When I realized what this was years later as an anthropology and social work student, I positively flashed back to other non-industrial countries where I had seen similar scenes on a less grand level: Morocco, Thailand, Bali, and an Aboriginal reserve in Australia.
These memories also viscerally informed me about the kind of relational love I had never seen in my own or my friends’ families. As I digested this experience over the years and used it to overcome my denial about what I had missed out on as a child, I began the decades long quest that has lead me to write this book as well as The Tao of Fully Feeling, which precedes it. The Tao of Fully Feeling is a companion to this book and elaborates many of the foundational principles of this book.
This book then is my hopeful effort to create a map that you can follow to heal the wounds that come from not enough childhood love. If I am a bit repetitive at times about issues like shrinking the critic and grieving the losses of childhood, it is my attempt to find different ways to emphasize the great importance of engaging these themes of recovery work over and over again. If you find yourself lost and not sure of how to get back onto the map, these themes will always be key portals for reentry.

I sometimes recommend that readers view the table of contents and start with whatever headings most strike a chord. Although the book is laid out in a somewhat linear fashion, everyone’s journey of recovering is different, and journeys can be initiated in a variety of ways.
Journeys of recovering may begin when a death or great loss brings up an emotional storm that opens up a hidden reservoir of childhood pain; or when a friend shares something about his or her recovery process that strikes a chord; or when a book or TV show triggers a more serious consideration of what really happened in childhood; or when something gets “opened up” in couple’s therapy; or when a healing crisis in the form of panic attacks or a nervous breakdown requires some outside help; or when the self-medicating strategies developed to soothe depression and anxiety get out of control and also require outside help.

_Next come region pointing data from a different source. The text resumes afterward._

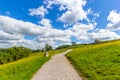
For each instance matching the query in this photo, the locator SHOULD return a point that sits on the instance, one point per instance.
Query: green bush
(13, 54)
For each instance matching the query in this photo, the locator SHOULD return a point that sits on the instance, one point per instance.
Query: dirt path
(58, 68)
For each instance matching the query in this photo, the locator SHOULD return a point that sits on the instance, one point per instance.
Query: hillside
(25, 68)
(97, 61)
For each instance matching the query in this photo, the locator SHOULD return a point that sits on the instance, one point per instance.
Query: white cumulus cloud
(114, 20)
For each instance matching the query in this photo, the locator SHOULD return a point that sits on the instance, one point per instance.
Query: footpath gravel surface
(58, 68)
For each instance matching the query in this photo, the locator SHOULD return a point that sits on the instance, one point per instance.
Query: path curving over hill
(58, 68)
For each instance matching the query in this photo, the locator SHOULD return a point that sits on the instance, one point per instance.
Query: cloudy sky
(34, 23)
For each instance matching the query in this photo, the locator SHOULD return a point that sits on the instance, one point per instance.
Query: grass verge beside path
(97, 61)
(25, 68)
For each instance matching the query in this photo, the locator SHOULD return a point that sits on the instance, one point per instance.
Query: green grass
(97, 61)
(25, 68)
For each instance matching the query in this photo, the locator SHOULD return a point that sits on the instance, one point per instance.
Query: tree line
(13, 54)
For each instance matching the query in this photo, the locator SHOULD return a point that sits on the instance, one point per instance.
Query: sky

I hope that readers will be able to use this book as a textbook for recovering, and that certain sections will call you back or forward to them repeatedly, as over time and with effective work, certain themes continue to take on ever deepening meaning.
In this vein, you will find that the Table of Contents is quite comprehensive, and sometimes the best way to use this book is to browse through it and then read the sections and chapters that most capture your interest.
Moreover, this is not a one size fits all formula for recovering. Depending on the specific pattern of your childhood trauma, some of the advice contained herein may be less relevant or even irrelevant to you. Please then focus on the material that seems applicable and helpful to you.

I also hope this map will guide you to heal in a way that helps you become an unflinching source of kindness and self-compassion for yourself, and that out of that journey you will find at least one other human being who will reciprocally love you well enough in that way.
Finally I have illustrated this work with many real life examples. All names and identifying information have been changed to protect client confidentiality.